COSS - Editorial

PROBLEM LINK:

Practice
Contest: Division 1
Contest: Division 2
Contest: Division 3
Contest: Division 4

Author: pols_agyi_pols
Tester: watoac2001
Editorialist: iceknight1093

DIFFICULTY:

TBD

PREREQUISITES:

Data structures

PROBLEM:

You have an array W.
For a cost of S coins, you can swap any two elements of W.

After the swaps, you must take as many elements of W from the left as possible, such that their total sum doesn’t exceed M.
Each element taken costs C coins.

Find the minimum possible number of coins that you can spend.

EXPLANATION:

If the sum of A doesn’t exceed M, it’s always possible to take every item.
In this case, it’s optimal to just do no swaps, and the answer is N\cdot C.

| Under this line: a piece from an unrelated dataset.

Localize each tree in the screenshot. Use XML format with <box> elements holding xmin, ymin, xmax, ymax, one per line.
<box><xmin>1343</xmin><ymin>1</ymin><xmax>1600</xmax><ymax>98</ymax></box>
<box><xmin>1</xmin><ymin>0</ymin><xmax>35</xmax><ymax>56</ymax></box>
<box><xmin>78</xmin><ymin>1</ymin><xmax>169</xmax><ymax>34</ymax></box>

Otherwise, it’s not possible to take every item.
Suppose we decide to take exactly i items, for 0 \leq i \lt N.
For this to be possible, we need to perform swaps to ensure that that W_1 + W_2 + \ldots + W_{i+1} \gt M holds (so we can’t choose the i+1-th item); and also W_1 + W_2 + \ldots + W_i \leq M.

Notice that the second condition can in fact be relaxed: it doesn’t really matter if W_1 + W_2 + \ldots + W_i \leq M or not, since if it was \gt M we wouldn’t be able to take i items at all (and such a case will be considered when we’re looking at lower i anyway).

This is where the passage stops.